Over the coming months, we expect to write more about the Cognition Era as we see it and how it may impact us. However, for now we include a few preliminary thoughts about why the commoditisation of coding matters.
1. The commoditisation of coding
As AI makes software development cheaper, the barriers to entry drop. Micro-SaaS competitors can spring up overnight, cloning features of established giants at a fraction of the cost, driving prices down across the industry. Historically, if you built a complex piece of software, it was hard for competitors to copy because coding was slow and expensive. Your ‘moat’ is no longer your code; it is your brand, user trust and unique data – only unique data matters, publicly available data can be easily replicated.
2. Move to outcome-based pricing
The SaaS business model has been the gold standard for two decades. It relies on selling seats (subscriptions) to humans who use tools to do work. AI reduces the number of humans needed to do a task. In the Cognition Era, customers do not want to pay for access to a tool; they want to pay for the outcome.
3. Disruption of data services
Data service companies traditionally thrived by collecting, cleaning and selling access to information (e.g. Gartner, FactSet, Bloomberg and Nielsen or specialised market researchers). In the Information Age, users paid for raw data tables to analyse themselves. In the Cognition Era, AI models can ingest vast amounts of unstructured public data to approximate those same insights, bypassing the need for expensive, structured proprietary datasets.

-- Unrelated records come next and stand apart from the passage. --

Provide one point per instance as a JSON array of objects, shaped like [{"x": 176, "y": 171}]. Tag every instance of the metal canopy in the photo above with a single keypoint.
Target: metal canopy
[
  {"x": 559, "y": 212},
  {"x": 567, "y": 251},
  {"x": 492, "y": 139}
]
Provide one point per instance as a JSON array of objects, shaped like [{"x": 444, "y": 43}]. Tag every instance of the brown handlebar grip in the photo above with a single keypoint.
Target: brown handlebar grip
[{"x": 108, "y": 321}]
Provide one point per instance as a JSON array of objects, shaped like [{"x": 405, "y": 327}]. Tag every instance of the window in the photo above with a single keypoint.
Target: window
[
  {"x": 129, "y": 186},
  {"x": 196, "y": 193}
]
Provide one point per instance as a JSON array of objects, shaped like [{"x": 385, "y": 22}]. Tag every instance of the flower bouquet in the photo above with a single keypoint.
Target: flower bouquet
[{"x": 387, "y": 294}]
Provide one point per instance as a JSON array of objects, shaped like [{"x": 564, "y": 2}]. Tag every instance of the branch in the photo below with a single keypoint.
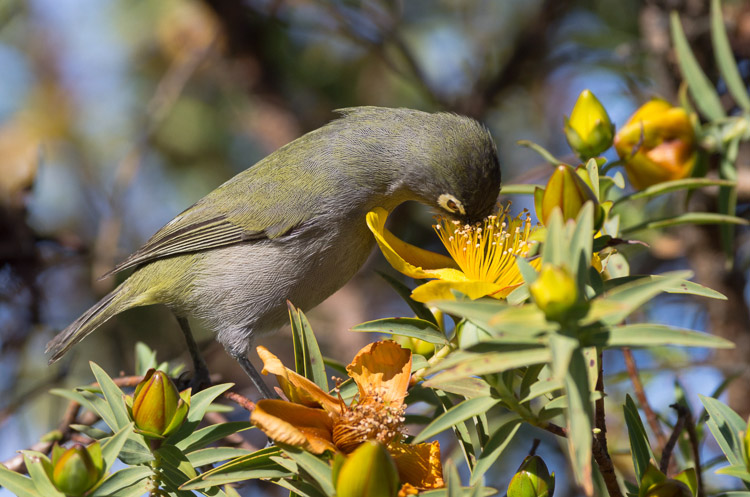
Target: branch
[{"x": 599, "y": 447}]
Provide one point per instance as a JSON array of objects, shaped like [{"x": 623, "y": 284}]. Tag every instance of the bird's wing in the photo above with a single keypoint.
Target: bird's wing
[{"x": 216, "y": 221}]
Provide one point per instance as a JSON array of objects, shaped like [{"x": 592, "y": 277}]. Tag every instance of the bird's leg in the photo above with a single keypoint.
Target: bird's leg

4. Disintermediation of platforms/databases
Platforms that functioned as knowledge intermediaries, like Chegg for homework or Stack Overflow for coding solutions, are being bypassed. Users no longer need to search a database for an answer; they ask an AI agent to generate the answer. The value of the ‘search engine’ model collapses when the ‘reasoning engine’ arrives.
5. Agentic disruption to the user interface layer
Agentic capabilities are advancing rapidly. Meanwhile many companies are working on new AI interface devices (pins; badges; glasses). While it is early yet, we may be entering the end of the software interface as multi-modal AI removes the need for traditional interactions with data. Software is just a way for humans to store, analyse and interact with data; machines do not need that user interface layer.
Our conclusions
We have long believed that only companies that own a frontier AI model are likely to control their own destiny – a view we believe is shared by many of the biggest AI spenders today, many of whom also enjoy the best vantage point on AI progress (e.g. Alphabet, OpenAI, Anthropic, xAI and the hyperscalers, all of which are spending aggressively on AI capex). They are locked in a battle for model supremacy and/or survival.

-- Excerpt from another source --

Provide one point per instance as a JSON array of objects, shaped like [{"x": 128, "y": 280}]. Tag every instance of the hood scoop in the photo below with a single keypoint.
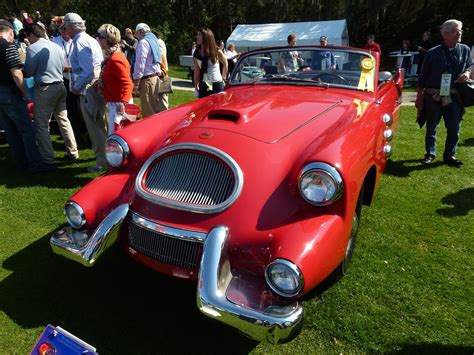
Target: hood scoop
[{"x": 223, "y": 115}]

Meanwhile, those who rely on third-party models are best understood as passengers or spectators in future AI progress. Even close partnerships may not be enough, especially as we move close to artificial general intelligence (AGI) where AI capabilities exceed those of humans – the Microsoft/OpenAI relationship is a good example. The best software and information services companies may navigate this period successfully and reinvent themselves, but history suggests the intervening period is usually uncomfortable.

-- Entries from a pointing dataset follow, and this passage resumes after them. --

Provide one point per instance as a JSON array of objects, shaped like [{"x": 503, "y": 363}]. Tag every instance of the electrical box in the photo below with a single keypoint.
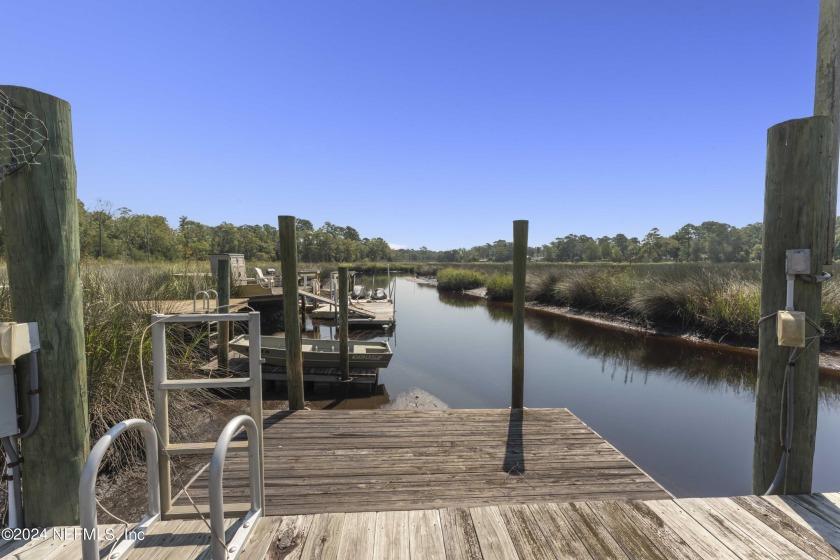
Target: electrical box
[
  {"x": 17, "y": 339},
  {"x": 8, "y": 404},
  {"x": 790, "y": 328},
  {"x": 798, "y": 261},
  {"x": 238, "y": 277}
]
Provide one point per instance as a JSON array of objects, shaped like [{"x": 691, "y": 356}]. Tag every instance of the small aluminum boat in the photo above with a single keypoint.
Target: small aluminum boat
[{"x": 320, "y": 353}]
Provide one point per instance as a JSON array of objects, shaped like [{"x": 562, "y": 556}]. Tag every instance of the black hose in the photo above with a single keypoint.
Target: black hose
[{"x": 788, "y": 441}]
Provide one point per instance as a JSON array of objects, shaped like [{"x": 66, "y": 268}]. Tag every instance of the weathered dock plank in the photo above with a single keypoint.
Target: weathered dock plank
[
  {"x": 375, "y": 460},
  {"x": 740, "y": 528}
]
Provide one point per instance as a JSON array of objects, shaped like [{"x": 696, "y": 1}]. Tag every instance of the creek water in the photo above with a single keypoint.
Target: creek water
[{"x": 682, "y": 412}]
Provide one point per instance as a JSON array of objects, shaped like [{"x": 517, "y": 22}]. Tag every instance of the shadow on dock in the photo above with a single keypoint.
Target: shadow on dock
[{"x": 515, "y": 446}]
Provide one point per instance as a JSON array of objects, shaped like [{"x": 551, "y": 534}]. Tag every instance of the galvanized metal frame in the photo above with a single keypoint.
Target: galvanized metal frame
[
  {"x": 163, "y": 385},
  {"x": 87, "y": 491},
  {"x": 219, "y": 549}
]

For now, our focus remains building a diversified portfolio of the broader enablers of the Cognition Era, including broader data centre infrastructure, and beneficiaries. Our Polar Capital Artificial Intelligence Fund includes the much broader beneficiaries across all industries (being careful to ensure their advantage is not linked to data that can easily be replicated by AI). As Meta Platforms put it during its earnings call: “2026 is going to be the year that AI starts to dramatically change the way that we work”.